I've never wanted children and I would go around saying so starting when I was about 9 or 10 (according to my dad). I've never found joy in children or their antics. I don't like all the stuff associated with kids. I have no desire for my bloodline to continue. We have a bad family history as far as cancers and heart disease go as well as mental illness. Aside from not wanting kids, I wouldn't want to pass on any of those traits.


----------



## Hathor (Dec 31, 2009)

Tina said:


> I think the real shame is that no matter _what_ a woman does she is screwed and wrong. And the worst thing is when other women lay guilt trips on fellow women. It's bad enough that society as a whole and those men who believe they know what a woman's place is puts their puny two cents in gets disdainful and judgmental, but when it's fellow women, to me it seems even worse.

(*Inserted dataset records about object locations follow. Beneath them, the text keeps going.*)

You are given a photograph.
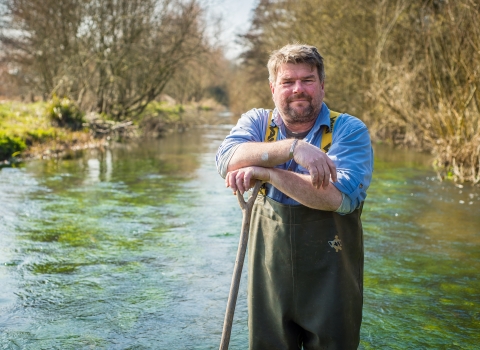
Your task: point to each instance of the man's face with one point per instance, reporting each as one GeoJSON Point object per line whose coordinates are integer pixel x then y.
{"type": "Point", "coordinates": [298, 93]}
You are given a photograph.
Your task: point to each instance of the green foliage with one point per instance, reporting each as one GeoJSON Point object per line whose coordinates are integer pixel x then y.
{"type": "Point", "coordinates": [41, 135]}
{"type": "Point", "coordinates": [64, 113]}
{"type": "Point", "coordinates": [10, 145]}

I'm nearing 3-0 and already I'm getting crap from so-called friends who are wondering when I'm going to get a guy, get married, have kids, buy a farm. I have one friend who is 10 years older than me who just bought a house, has 5 cats, and is completely self sufficient all without a guy or kids. She loves her life and even she is still receiving flack from so-called friends about her having kids before she's 40 and getting married. 

I wish more people would understand that kids aren't for everyone, y'know.. But I'm glad you said what you did, Tina, because women are definitely the harshest judges of character like that. 

Lord knows I am quite judgmental towards other women, but never to their faces.

I also wanted to say that I have a married friend who is incapable of getting pregnant the regular way and may have to have donor eggs to conceive. She's devastated and is putting herself through hell to have a family because of everyone around her (family, in-laws...sans husband) is telling her she needs to have kids now before she's 30. She's going to put herself in the nuthouse if she continues like that. Sheesh.


----------



## Shosh (Dec 31, 2009)

I always thought that I would have a child, but the choice has been taken out of my hands due to not being physically well enough.

Since I have had my dog however, I never think about having a child anymore.

Is it selfish to say that I actually prefer having a dog, to the idea of having a child now?

I think the older I get, the less appealing the idea of having a child got anyway.

I am so used to my peaceful and quiet life, and doing as I please, when I please, that I think I could not handle any change from that.

When I hear a child screaming or crying I tense up, and feel stressed. I want to get as far away from the child as possible.

It is strange because I worked with children for so long, but I have been away from it a while now, and I just cant deal with it anymore at all.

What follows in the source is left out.